In a New Statesman interview, Tanni Grey-Thompson challenges the idea that assisted dying is simply about individual choice:
“I think it’ll always be difficult to create legislation in this area that’ll protect vulnerable people,” she tells me. “We can say it’s about individual decisions but I’m not sure it’s that easy. That individual’s affected by everyone around them, whether they think they’re a burden, or a hindrance, or they’re not getting the care they want but don’t feel like they can say anything. With the welfare cuts, people are really worried about their care.”
Grey-Thompson also mentions that people have come up to her and said they wouldn’t want to live if they were like her. This theme is picked up by Penny Pepper, who highlights the fact that disabled people’s lives are devalued to the extent that suicide is seen as an “understandable” option:
I was unhappy and badly needed mental health support to treat depression. Sad to say that the standard response was to link my illness and disability automatically to my depression – and my “understandable” suicide attempt. There is a link, but not the one perceived by mainstream thought, medical or otherwise. I was stuck in an isolated dead-end existence within the family home, and my mother was my only carer.
It felt like there was no chance of escape from a pointless existence; frustration dragged my depression into a downward spiral and I attempted suicide. I was in despair with barriers, with limits on personal freedom, and lack of independence – issues that can be alleviated by proper social care and the adaptation of physical boundaries.
Yet instead of providing the rights, care and support that disabled people need, society views disabled people’s impairments as the sole source of their problems and too many view helping disabled people kill themselves as a “humane” way to alleviate suffering. This approach is rooted in disablism, as Clair Lewis argued in 2010:
When healthy people are suicidal, the usual response is to try to help them live better lives, not provide a solution which encourages them to die. It seems that disabled people are the only people who can be suicidal and mentally competent at the same time. Help offered to people with suicidal feelings is often inadequate. But however strapped for cash the NHS is, the one thing they won’t do is offer to finish the job off properly.

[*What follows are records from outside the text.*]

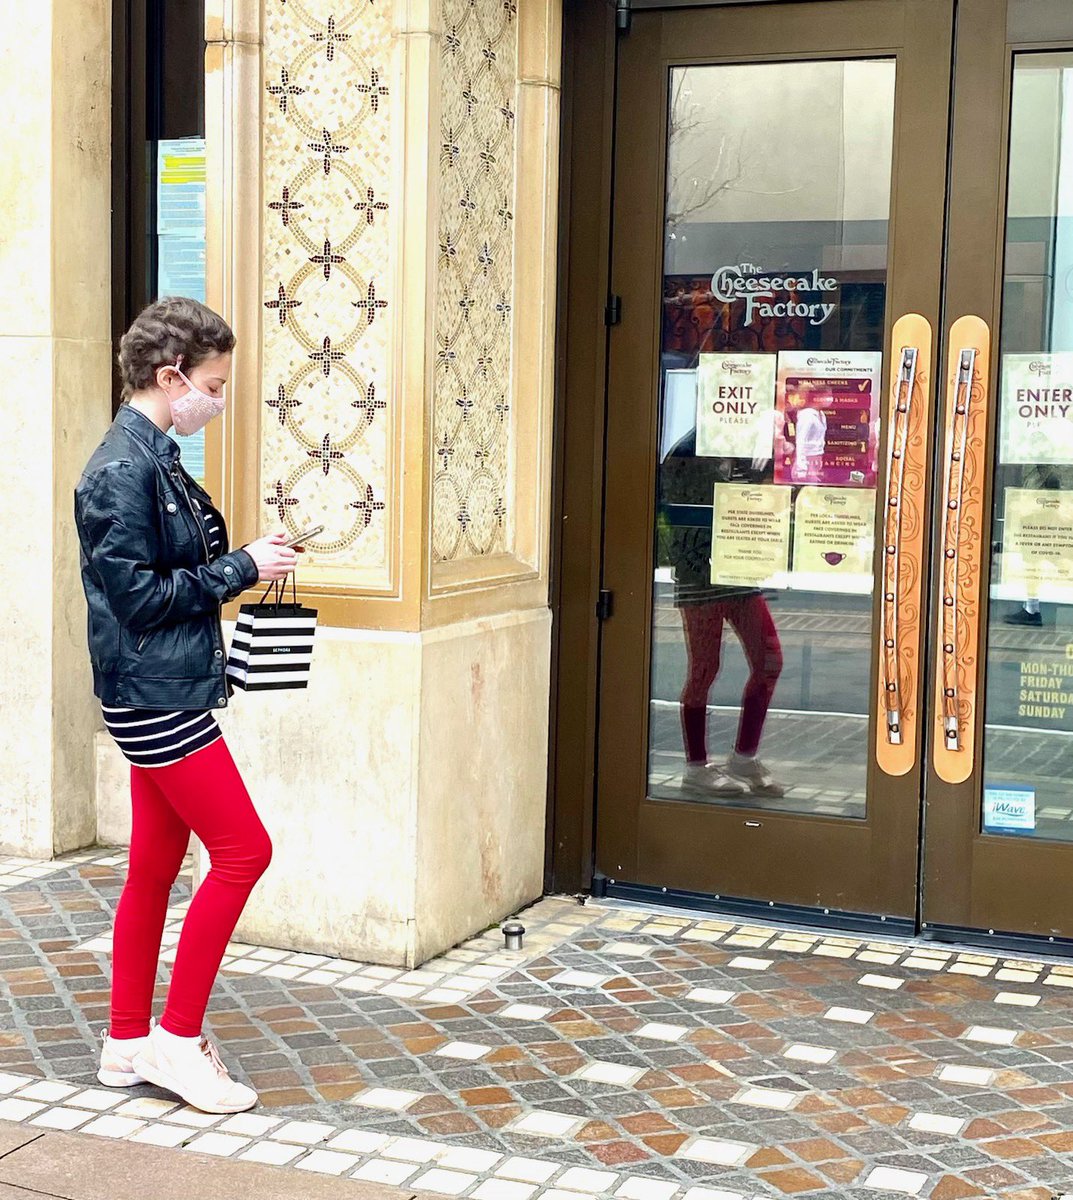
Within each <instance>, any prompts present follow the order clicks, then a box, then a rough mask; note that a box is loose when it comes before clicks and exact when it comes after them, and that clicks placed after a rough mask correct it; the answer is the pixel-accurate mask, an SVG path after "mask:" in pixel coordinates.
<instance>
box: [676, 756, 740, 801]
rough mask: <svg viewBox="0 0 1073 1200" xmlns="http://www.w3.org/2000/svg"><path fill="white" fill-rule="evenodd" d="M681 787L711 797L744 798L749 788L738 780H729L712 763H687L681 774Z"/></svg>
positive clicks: (728, 777)
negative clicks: (738, 797) (703, 794)
mask: <svg viewBox="0 0 1073 1200" xmlns="http://www.w3.org/2000/svg"><path fill="white" fill-rule="evenodd" d="M682 786H683V787H693V788H696V790H697V791H701V792H708V793H711V794H712V796H744V794H745V793H747V792H748V791H749V788H748V786H747V785H745V784H743V782H742V781H741V780H738V779H731V778H730V776H729V775H727V774H726V772H725V770H724V769H723V767H720V766H718V764H717V763H714V762H709V763H702V762H688V763H687V764H685V770H684V772H683V773H682Z"/></svg>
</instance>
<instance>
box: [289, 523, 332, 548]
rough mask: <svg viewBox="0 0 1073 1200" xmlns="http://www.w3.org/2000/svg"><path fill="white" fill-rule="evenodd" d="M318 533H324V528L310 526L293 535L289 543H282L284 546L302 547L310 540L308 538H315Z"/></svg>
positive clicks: (320, 527)
mask: <svg viewBox="0 0 1073 1200" xmlns="http://www.w3.org/2000/svg"><path fill="white" fill-rule="evenodd" d="M318 533H324V526H310V528H308V529H302V532H301V533H299V534H295V535H294V536H293V538H292V539H289V541H284V542H283V545H284V546H302V545H305V542H307V541H308V540H310V538H316V536H317V534H318Z"/></svg>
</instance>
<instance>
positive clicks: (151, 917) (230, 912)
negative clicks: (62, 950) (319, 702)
mask: <svg viewBox="0 0 1073 1200" xmlns="http://www.w3.org/2000/svg"><path fill="white" fill-rule="evenodd" d="M131 799H132V800H133V824H132V828H131V858H130V868H128V870H127V881H126V884H125V887H124V889H122V895H121V896H120V899H119V908H118V910H116V913H115V931H114V934H113V956H112V1027H110V1030H109V1032H110V1033H112V1036H113V1037H115V1038H139V1037H144V1036H145V1034H146V1033H148V1032H149V1014H150V1009H151V1008H152V991H154V984H155V983H156V964H157V958H158V955H160V943H161V936H162V935H163V928H164V918H166V916H167V910H168V895H169V893H170V889H172V884H173V883H174V882H175V876H176V875H178V874H179V868H180V866H181V865H182V856H184V854H185V853H186V845H187V842H188V841H190V830H191V829H193V832H194V833H196V834H197V835H198V838H199V839H200V840H202V842H203V845H204V846H205V850H208V852H209V862H210V863H211V868H210V870H209V874H208V875H206V876H205V877H204V880H203V881H202V884H200V887H199V888H198V889H197V892H194V894H193V899H192V900H191V901H190V910H188V911H187V913H186V919H185V920H184V922H182V934H181V935H180V937H179V948H178V952H176V958H175V965H174V967H173V970H172V986H170V989H169V990H168V1002H167V1006H166V1008H164V1013H163V1016H162V1018H161V1025H163V1027H164V1028H166V1030H167V1031H168V1033H174V1034H176V1036H178V1037H185V1038H192V1037H197V1036H198V1034H199V1033H200V1032H202V1019H203V1018H204V1015H205V1006H206V1004H208V1002H209V992H210V991H211V990H212V983H214V980H215V979H216V974H217V972H218V971H220V962H221V960H222V959H223V952H224V949H226V948H227V943H228V941H229V940H230V935H232V932H233V931H234V928H235V925H236V924H238V920H239V916H240V914H241V912H242V908H244V907H245V904H246V900H247V899H248V896H250V893H251V892H252V890H253V884H254V883H257V881H258V880H259V878H260V876H262V875H263V874H264V871H265V869H266V868H268V865H269V862H270V859H271V856H272V844H271V841H270V840H269V835H268V833H266V832H265V828H264V826H263V824H262V823H260V818H259V817H258V816H257V812H256V811H254V810H253V804H252V802H251V800H250V793H248V792H247V791H246V788H245V786H244V784H242V779H241V776H240V775H239V770H238V768H236V767H235V764H234V762H233V761H232V756H230V752H229V751H228V749H227V744H226V743H224V740H223V738H220V739H217V740H216V742H214V743H212V744H211V745H208V746H205V748H204V750H198V751H196V752H194V754H192V755H190V757H187V758H182V760H180V761H179V762H175V763H172V766H170V767H131Z"/></svg>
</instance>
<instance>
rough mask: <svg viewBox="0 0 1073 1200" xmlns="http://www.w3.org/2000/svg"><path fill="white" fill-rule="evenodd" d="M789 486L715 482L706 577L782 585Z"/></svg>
mask: <svg viewBox="0 0 1073 1200" xmlns="http://www.w3.org/2000/svg"><path fill="white" fill-rule="evenodd" d="M789 558H790V488H789V487H775V486H773V485H772V484H717V485H715V496H714V500H713V508H712V582H713V583H717V584H724V586H737V587H754V588H760V587H767V588H785V587H786V583H787V578H786V566H787V562H789Z"/></svg>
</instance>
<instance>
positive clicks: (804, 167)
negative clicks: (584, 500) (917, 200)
mask: <svg viewBox="0 0 1073 1200" xmlns="http://www.w3.org/2000/svg"><path fill="white" fill-rule="evenodd" d="M894 86H895V64H894V60H893V59H856V60H841V61H813V62H777V64H775V62H773V64H748V65H725V66H724V65H713V66H685V67H675V68H672V70H671V72H670V84H669V106H667V108H669V128H667V158H666V184H665V188H666V191H665V196H666V200H665V217H664V230H665V238H664V268H663V320H661V349H660V367H661V371H660V391H659V431H658V439H659V463H658V472H657V480H655V509H654V581H653V587H654V595H653V604H652V672H651V706H649V742H648V744H649V756H648V794H649V797H652V798H654V799H661V800H673V802H683V800H685V802H691V803H706V804H717V805H724V806H749V808H754V806H759V808H762V809H763V810H766V811H787V812H799V814H813V815H826V816H833V817H852V818H863V817H864V816H865V812H867V784H868V764H869V756H870V750H871V745H870V739H869V719H870V718H869V710H870V701H871V696H873V692H871V656H873V557H874V526H875V520H876V488H877V485H879V479H880V469H879V451H880V445H881V438H882V431H881V427H880V414H881V410H882V408H883V407H885V406H883V404H882V403H881V388H882V378H883V354H882V350H883V340H885V320H886V310H887V263H888V212H889V203H891V162H892V149H893V128H894Z"/></svg>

In When “No” Means “Yes” For “Your Own Good”, Mik Scarlet shares his story of medical professionals acting against his wishes and his fears of what this could mean if assisted dying were legalised. He also draws on his own experience of becoming disabled to argue against assisted suicide:
People such as Paul Lamb or the late Tony Nicklinson both campaigned for a law that allowed for sick and disabled people being able to request assisted suicide. If this was to happen then another teenager who was going through the same experience as I did back when I was fifteen [when he became disabled and felt suicidal] could call on the medical profession to assist them to die, stating they could not face the quality of life they had to look forward to as a disabled person as a reason. This in itself is worrying for so many disabled people, but now consider that there are surgeons out there who carry out procedures without consent or after consent has been withdrawn.

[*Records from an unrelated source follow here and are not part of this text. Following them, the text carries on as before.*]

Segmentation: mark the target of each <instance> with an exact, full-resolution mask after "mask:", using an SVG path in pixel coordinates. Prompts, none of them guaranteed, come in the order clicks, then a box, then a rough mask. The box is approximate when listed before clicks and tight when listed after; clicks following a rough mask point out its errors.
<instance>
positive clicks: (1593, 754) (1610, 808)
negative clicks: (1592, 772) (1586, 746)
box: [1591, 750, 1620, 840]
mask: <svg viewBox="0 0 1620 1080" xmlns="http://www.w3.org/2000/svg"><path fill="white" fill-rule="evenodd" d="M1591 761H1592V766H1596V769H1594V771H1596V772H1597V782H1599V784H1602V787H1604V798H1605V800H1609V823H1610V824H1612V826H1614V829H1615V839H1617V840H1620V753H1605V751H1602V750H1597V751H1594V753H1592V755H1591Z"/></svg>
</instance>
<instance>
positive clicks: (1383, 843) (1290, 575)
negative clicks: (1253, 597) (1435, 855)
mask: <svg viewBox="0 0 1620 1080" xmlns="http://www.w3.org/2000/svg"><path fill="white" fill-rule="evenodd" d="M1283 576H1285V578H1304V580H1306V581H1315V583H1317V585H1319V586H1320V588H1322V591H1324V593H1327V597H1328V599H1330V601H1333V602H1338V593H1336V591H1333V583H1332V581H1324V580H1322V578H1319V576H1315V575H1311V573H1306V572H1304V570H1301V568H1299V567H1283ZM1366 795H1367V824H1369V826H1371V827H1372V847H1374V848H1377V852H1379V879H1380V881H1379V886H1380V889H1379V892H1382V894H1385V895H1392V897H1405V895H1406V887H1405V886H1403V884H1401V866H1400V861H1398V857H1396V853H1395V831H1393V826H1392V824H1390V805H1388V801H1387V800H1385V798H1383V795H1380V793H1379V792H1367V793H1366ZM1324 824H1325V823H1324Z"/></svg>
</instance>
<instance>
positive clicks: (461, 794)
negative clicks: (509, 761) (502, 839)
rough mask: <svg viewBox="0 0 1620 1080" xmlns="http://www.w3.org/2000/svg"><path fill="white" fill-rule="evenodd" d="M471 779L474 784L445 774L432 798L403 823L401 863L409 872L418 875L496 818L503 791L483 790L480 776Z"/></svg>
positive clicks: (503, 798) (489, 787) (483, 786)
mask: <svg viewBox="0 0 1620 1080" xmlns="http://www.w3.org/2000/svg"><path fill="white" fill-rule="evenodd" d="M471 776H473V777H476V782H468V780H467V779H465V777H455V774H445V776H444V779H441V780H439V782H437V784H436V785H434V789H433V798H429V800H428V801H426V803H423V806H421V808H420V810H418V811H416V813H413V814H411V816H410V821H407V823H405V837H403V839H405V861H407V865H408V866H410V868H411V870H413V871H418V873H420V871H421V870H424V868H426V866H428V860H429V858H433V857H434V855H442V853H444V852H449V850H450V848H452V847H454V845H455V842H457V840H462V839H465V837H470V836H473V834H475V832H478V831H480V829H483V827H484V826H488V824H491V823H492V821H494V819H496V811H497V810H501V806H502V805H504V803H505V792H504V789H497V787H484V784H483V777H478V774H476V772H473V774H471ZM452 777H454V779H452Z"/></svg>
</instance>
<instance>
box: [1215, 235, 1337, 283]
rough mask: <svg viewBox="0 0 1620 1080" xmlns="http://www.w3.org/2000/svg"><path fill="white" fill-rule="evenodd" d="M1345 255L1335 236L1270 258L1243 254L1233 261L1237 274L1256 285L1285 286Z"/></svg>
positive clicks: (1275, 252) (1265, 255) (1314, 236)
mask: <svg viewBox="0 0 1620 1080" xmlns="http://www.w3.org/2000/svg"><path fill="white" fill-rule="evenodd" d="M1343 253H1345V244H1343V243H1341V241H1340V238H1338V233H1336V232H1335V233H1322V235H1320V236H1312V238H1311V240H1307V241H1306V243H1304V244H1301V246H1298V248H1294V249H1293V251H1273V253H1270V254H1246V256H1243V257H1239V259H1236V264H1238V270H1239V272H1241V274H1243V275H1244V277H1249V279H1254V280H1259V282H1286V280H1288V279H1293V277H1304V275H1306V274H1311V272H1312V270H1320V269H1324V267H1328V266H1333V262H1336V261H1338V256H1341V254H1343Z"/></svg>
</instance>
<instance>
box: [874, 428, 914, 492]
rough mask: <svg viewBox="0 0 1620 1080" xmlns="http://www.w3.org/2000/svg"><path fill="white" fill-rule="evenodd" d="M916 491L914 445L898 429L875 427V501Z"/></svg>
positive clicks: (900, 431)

The title of this piece, written by Christopher Jones six months before he died of cancer, speaks for itself: “Right to die: There were times when I would have ended my life if it were legal – coming out the other side I’m glad it wasn’t”.
Stephen Drake at Not Dead Yet considers the “slippery slope argument”, showing how right-to-die campaigners in the US view assisted dying for terminally ill people as just a starting point for the extension of that “right” to others, while this has already occurred in Europe:
…advocates try to steer clear of discussing the Benelux countries, which have embraced the euthanasia of nonterminally ill people, people with depression, old people who say they’re tired of living and the euthanasia of “severely disabled” infants – in the Netherlands, children with Spina Bifida have been the main target of medical killing according to reports.
Finally, Miss Dennis Queen offers ten reasons to fight the bill, ranging from discrimination against severely sick and disabled people to the fact that the people this law will relate to almost never have all the things they need to live a good life.
The image shows a likeness of James Bond pointing a gun, next to the words “Don’t give doctors a licence to kill” and “Disabled people say NO to Falconer”.